As she loaded the tray and prepared to leave Miss Seeton alone with her sketch pad, Mel hid a smile. Good thinking, Forby—could be all Miss S. needs to get her going is a spot of privacy. That weird drawing ability of hers always makes her uncomfortable, goodness knows why. The Oracle generally has to coax her, and what’s good enough for Delphick is good enough for me . . . And she resolved to spend twice as long making a fresh pot of tea as anyone could rightly require.
She risked one quick look back as she headed for the kitchen door, but Miss Seeton was sitting just as she had left her, motionless, staring, thoughtful . . .
And when Mel could keep herself away no longer, and came out into the garden with Earl Grey she feared would stew if it wasn’t drunk soon, Miss Seeton was still sitting staring at her sketch pad, unmoving. Mel’s heart sank. The Oracle had been right—they’d have to wait for the nanny to regain consciousness. If only she’d been able to find a picture of the girl, instead of trusting to one of the park . . .
Then she arrived at the table. The chink of china woke Miss Seeton from her apparent trance—and Mel gave a little cry of delight. Crumpled sheets of white paper were a clear indication that Miss Seeton had indeed drawn something—the sort of quick-fire, instinctive, clue-bearing something for which the police valued her services, and of which she was so unaccountably ashamed, assuring everybody they were the merest scribbles, impressions, worth nothing to anyone save herself.
But she was wrong. “Attagirl, Miss S.!” Mel dumped the tray on the ta
ble without ceremony, and seized the crumpled sheets before Miss Seeton could voice a protest. “Great!” enthused Mel, spreading out her treasure trove and ignoring Miss Seeton’s muted offer to pour the tea. Amelita Forby was going to gloat: Miss S. had come up trumps once more . . .
Except that, as usual—how many times had she heard the Oracle moan about it?—the drawings didn’t make sense. Oh, they were bound to, once the case was solved and the entire picture was before her—whenever it was, they always did.

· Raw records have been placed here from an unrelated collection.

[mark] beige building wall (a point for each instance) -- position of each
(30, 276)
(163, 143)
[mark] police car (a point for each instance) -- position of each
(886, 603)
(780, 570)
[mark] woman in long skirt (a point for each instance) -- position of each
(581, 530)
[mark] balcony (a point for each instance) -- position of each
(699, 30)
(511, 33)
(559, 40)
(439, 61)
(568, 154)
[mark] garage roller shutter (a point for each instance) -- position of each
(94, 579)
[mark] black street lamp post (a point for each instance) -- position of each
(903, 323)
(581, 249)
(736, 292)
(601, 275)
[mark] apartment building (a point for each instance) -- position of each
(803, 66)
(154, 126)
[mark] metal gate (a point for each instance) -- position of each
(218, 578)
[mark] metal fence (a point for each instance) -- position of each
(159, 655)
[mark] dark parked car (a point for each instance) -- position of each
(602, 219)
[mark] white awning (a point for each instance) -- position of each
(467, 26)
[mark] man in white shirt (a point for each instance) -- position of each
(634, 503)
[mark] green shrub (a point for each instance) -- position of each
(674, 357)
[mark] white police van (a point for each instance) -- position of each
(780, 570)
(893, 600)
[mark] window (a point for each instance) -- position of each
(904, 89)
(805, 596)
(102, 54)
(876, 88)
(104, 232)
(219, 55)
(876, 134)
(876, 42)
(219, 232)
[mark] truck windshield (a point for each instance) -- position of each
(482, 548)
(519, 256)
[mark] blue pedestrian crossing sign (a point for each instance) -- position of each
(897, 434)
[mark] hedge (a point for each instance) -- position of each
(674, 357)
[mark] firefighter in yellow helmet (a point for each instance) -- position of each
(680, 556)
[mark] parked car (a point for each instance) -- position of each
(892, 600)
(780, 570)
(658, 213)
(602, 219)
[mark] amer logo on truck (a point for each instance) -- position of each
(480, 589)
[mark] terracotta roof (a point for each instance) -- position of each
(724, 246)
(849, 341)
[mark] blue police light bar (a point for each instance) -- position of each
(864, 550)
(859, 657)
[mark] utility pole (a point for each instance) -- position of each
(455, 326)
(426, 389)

But if you wanted to be one jump ahead of Miss S. and her inspiration, you had to interpret what her subconscious tried to tell you, which you were always just that little bit slow in working out . . .
The first picture was almost a still life. On a lump of rock, granite-grey, perched a stately bird with bright eyes: a bird with gleaming black feathers and its head held high. Beneath one claw, draped down and coiled about the base of the rock, was a necklace, formed of smooth, round stones set in an ornate arrangement of fine metalwork; equally fine was the working of the coronet which rested to one side of the rock’s base, balancing the coils of the necklace. “Um,” said Mel, and passed on to the other sketch.
She looked at it, looked at Miss Seeton, sitting in all innocence with her teacup in her hand, and looked back at the sketch. A slow smile of dawning enlightenment curved her lips, and she nodded to herself. Eat your heart out, Banner! Move over, Oracle. Amelita Forby wouldn’t let the men think they knew it all, by any means.
“Miss Seeton,” said Mel, very gently, “you know, I think it would be rather a good idea if you’d let me take these drawings up to London . . .”
In an office at New Scotland Yard that evening, two tall men faced each other across an enormous desk. From the depths of his maroon-leather stud-backed captain’s chair, Sir Hubert Everleigh, Assistant Commissioner (Crime), glared in turn at Detective Chief Superintendent Delphick and at the document he had set before his superior on the blotter.